Jésus y est d’abord appelé « l’homme qu’on appelle Jésus », ensuite il est dit prophète, et, finalement, tel le sommet d’une confession de la foi lucide et informée, il est reconnu comme le Fils de l’homme. Cette progression révèle le sens de la vie de Jésus. Au début du récit, Jésus aperçoit un homme né aveugle. À la fin, les pharisiens qui s’imaginent clairvoyants sont traités d’aveugles privés de la lumière qui vient d’en haut. Mais au centre de l’histoire il y a la question de savoir si quelqu’un comme Jésus pouvait être doté de la puissance divine.

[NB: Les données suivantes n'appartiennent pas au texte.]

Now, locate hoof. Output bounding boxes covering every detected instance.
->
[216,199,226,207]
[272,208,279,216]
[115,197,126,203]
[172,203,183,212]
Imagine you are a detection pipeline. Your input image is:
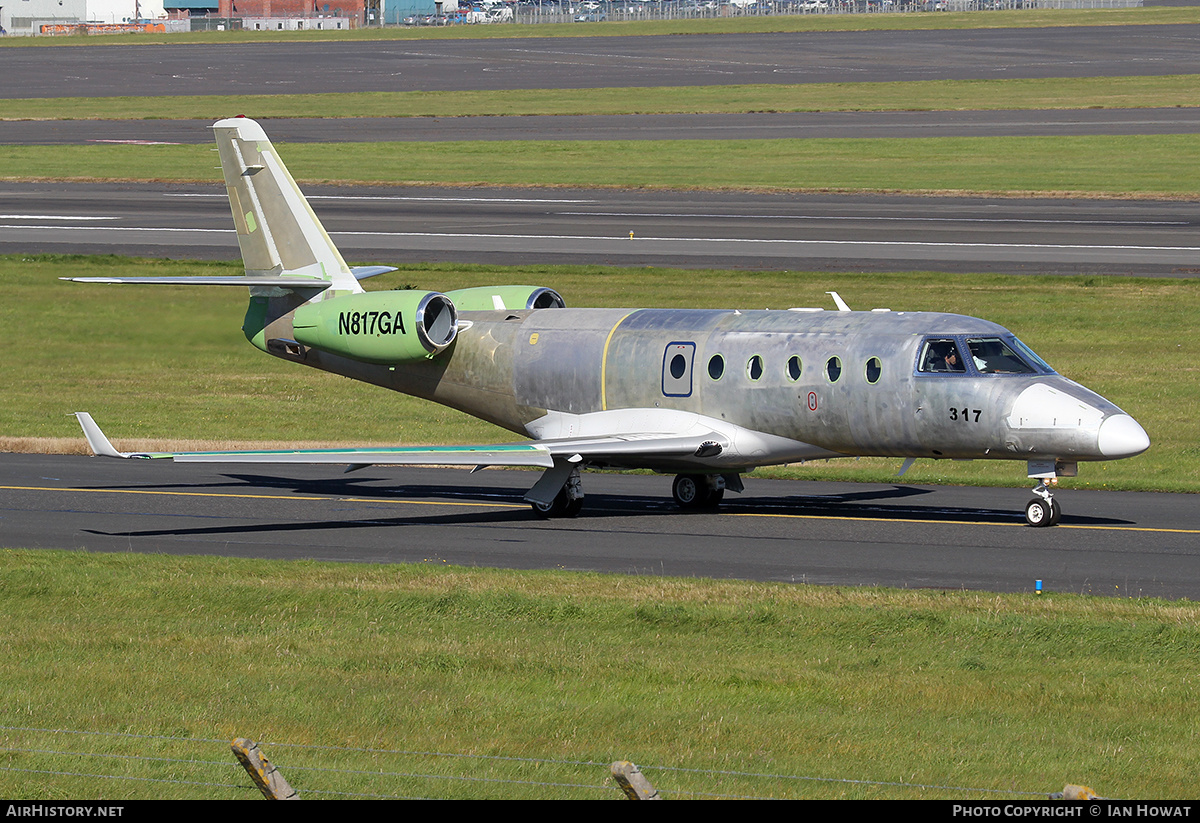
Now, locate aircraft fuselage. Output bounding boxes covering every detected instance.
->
[260,303,1145,470]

L’évangéliste se sert de ce récit pour susciter dans nos esprits la même question que posaient les pharisiens, en offrant en même temps la réponse correcte : « Nous ne savons pas d’où est cet homme. » En effet, d’où vient Jésus? Quel est le sens de sa mission et qui est le véritable aveugle? Qui est le pécheur véritable?

Ce sont là des questions qui surgiront inévitablement à chaque rencontre avec la personne de Jésus de Nazareth, le Christ de Dieu, le Sauveur des hommes. Mais à travers les signes, par moments opaques, présentés sur les pages du quatrième Évangile, il nous interpelle tous. Il se révèle à notre foi.

À présent, le chrétien connaît d’où vient Jésus. Car avant de lire ce passage saisissant, il a été déjà ébloui par la lecture du prologue de l’Évangile. Il y a appris que Christ est le Fils de Dieu. Quelques lignes seulement avant le récit de la guérison de l’homme aveugle, il a entendu de la bouche même de Jésus qu’il est la lumière du monde (Jn 8.12). Pour quelle raison est-il encore rejeté? Pourquoi les chefs religieux l’ont-ils exécuté? Pour l’évangéliste, il n’y a qu’une seule explication : ils ont été tous frappés d’aveuglement. En effet, « il était venu chez les siens et les siens ne l’ont pas reçu » (Jn 1.11). Mais il alla vers ceux qui n’auraient même pas osé quêter une miette de grâce. Il alla de lui-même vers l’homme né aveugle pour l’arracher aux doubles ténèbres, physiques et spirituelles.

Une fois de plus, il donna la preuve que Dieu n’attend pas que nous nous élevions vers lui, mais que nous comprenions que c’est lui qui vient à notre rencontre, et qu’avec sa grâce et sa vérité, sa tendre compassion et son infinie miséricorde, il nous apporte son secours divin. Il l’a fait par la vie, le ministère, la passion et la résurrection de son Fils unique, afin que ceux qui ne voient pas voient, et que le pécheur trouve son salut.

C’est pourquoi le Christ s’appelle Jésus, c’est-à-dire Sauveur.